It's summer, y'all, and if you couldn't tell by the constant beads of sweat dripping off my forehead, you would know based on the ridiculous amounts of people flocking to Italy. Why folks travel during the hottest time of the year, where they have to crowd their sweaty bodies together in ridiculous queues, I'll never know (okay, I do, it's because of school schedules). But if you're fortunate enough to live in Italy like we are, you may have noticed an uptick in the amount of people asking to stay with you around this time of year, whether you've got that Italian villa or not.
Even for our most low-key guests, I get a bit of anxiety playing tour guide. I want everyone to love Vicenza, to feel like they got their money's worth for their travels, that they didn't come all the way to Italy for no reason, and to have the best time ever. And yes, I'm putting a ridiculous amount of pressure on myself, especially because I'm trying to cram two years worth of Italian experiences into someone's very short stay. But, that doesn't mean I'm going to stop trying!
But if you've had a few guests, your brain might just be fried. Between work and chores and figuring out what to eat every night and doing all the other errands that are expected of you, it's hard to also play travel agent, and sometimes you need a little refresher. Or, perhaps you've had your fair share of guests already, and if you have to do the same walk to St. Mark's Square and back in Venice in this ridiculous humidity, you will seriously lay down and die.
So, I'm here to help. After three summers and countless guests, we've been through the ringer on showing folks a good time, because we truly do love having visitors and exploring with them. And we've learned a few hot spots in our time here — favorite restaurants, favorite wineries, and now, favorite day trips. Now get to exploring! Whether you have guests or not, these trips are easy and low-key, and sure to provide many photo opportunities that will leave you de-stressed and your guests happy.
WHAT TO DO NEAR VICENZA:
- Stuff your face with stuffed pastas: If there's one thing you have to do in Italy, it's eat like there's no tomorrow. I tell every guest we have that they must have gelato every day that they're in Italy (Vaniglia is my local go-to). Sometimes I take this too close to heart and forget that I live here. I put together a round-up of my favorite Vicenza restaurants at various price points and locations that are sure to impress your guests and keep them fat and happy during their stay.
- Get your wino on: Unless your guests don't drink, you must take them to at least one winery while they're in town. You're in Italy after all, the place with the best wine on earth (giving you the side-eye, France). I've done plenty of very vigorous research (someone's gotta do it) into this topic and put together a list of my favorite wineries in the Veneto region — all within 45 minutes of Vicenza.

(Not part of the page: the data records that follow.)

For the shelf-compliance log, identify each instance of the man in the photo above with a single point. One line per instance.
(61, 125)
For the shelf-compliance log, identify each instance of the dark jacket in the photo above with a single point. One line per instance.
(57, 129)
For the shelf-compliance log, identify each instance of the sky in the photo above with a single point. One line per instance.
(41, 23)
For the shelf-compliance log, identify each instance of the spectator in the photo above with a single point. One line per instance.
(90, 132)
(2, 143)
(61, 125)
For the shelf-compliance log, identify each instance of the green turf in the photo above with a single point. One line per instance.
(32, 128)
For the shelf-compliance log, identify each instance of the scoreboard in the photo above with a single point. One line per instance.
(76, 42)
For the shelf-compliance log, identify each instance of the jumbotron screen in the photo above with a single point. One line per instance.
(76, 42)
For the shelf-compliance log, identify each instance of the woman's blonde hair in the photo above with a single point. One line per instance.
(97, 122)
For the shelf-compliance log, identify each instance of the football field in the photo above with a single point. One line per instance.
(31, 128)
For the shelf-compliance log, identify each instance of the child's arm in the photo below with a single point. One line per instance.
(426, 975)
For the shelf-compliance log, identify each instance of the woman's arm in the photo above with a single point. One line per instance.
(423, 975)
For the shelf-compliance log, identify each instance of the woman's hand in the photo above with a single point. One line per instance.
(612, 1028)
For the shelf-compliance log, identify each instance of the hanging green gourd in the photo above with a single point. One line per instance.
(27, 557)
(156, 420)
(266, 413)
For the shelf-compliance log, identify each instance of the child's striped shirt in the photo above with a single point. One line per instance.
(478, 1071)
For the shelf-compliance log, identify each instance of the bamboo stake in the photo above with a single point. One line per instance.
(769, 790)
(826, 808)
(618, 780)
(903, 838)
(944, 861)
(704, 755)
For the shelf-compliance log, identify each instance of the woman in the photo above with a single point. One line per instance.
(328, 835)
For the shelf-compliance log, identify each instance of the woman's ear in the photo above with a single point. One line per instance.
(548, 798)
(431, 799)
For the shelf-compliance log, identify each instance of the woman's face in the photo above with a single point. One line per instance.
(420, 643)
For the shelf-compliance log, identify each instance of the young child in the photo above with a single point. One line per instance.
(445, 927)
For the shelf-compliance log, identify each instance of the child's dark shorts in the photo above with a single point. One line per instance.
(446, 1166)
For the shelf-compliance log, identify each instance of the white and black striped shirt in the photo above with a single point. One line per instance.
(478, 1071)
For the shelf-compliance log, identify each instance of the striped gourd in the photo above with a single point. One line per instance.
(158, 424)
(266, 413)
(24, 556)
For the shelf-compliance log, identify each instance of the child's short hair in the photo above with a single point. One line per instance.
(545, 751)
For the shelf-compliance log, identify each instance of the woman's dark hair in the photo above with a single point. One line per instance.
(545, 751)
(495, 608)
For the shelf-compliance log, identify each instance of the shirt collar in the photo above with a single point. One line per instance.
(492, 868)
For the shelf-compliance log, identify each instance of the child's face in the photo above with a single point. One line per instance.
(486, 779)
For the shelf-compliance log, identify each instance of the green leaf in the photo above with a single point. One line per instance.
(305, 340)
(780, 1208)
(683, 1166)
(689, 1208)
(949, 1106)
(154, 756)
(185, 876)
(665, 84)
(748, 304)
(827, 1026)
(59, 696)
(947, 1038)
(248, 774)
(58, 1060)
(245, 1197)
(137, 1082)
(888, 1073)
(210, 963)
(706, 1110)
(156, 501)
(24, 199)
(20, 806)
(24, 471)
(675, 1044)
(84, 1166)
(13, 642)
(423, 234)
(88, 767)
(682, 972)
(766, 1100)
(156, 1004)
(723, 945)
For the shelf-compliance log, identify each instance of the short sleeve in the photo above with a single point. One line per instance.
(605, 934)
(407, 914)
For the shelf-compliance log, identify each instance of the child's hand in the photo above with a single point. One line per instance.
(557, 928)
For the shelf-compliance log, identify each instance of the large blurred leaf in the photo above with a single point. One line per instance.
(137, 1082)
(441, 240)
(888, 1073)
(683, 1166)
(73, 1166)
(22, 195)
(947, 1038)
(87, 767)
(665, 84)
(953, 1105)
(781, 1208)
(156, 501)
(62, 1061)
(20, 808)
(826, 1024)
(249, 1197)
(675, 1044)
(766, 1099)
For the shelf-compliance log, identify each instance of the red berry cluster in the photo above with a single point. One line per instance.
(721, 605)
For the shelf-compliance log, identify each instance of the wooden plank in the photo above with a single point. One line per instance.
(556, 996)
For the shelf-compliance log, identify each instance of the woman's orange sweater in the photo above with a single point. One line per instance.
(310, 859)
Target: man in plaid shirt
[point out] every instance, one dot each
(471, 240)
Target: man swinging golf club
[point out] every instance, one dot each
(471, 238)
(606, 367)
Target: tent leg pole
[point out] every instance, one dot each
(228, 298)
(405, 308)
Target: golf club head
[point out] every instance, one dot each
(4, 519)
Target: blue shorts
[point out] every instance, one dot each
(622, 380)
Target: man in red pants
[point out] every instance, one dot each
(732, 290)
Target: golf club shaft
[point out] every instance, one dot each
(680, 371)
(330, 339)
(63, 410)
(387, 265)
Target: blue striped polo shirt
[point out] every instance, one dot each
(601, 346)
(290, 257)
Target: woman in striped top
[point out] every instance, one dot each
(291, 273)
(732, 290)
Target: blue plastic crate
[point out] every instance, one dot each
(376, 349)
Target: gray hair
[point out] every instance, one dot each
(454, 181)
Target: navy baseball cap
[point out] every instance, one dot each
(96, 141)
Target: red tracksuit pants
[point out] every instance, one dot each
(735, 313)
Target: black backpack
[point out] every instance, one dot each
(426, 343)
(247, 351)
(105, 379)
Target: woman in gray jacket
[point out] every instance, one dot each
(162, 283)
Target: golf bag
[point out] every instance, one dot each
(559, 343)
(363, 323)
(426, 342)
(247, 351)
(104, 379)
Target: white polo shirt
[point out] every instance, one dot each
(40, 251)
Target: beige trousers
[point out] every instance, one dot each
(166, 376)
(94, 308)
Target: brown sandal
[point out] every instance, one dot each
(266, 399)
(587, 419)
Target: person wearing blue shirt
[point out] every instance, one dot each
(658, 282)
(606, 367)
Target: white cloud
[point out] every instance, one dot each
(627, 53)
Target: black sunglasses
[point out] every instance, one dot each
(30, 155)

- Visit the fair city of Verona: After Venice, Verona is probably one of the biggest tourist destinations near Vicenza, though it's often overlooked by locals. It's a beautiful city, with fantastic restaurants, architecture, shopping, and plenty of things to do. During our visit, we took a stroll along the river, stopping at the ruins of Teatro Romano (Via Regaste Redentore 2, Verona), which are just 1€ to enter. They also have a Roman arena you can walk around, older than the famous Colosseum in Rome, that also hosts operas and concerts frequently (Arena di Verona, Piazza Bra 1, Verona). Our favorite site, though, was Castel San Pietro, which provides an absolutely stunning view of the city. Stop there at sunset and join the canoodling Italians, and you'll definitely feel the love in this city (there's even parking!). Juliet's famous balcony is also in Verona, complete with a statue where you have to touch her boob for good luck, but we have never been, hearing it's a bit of a tourist trap.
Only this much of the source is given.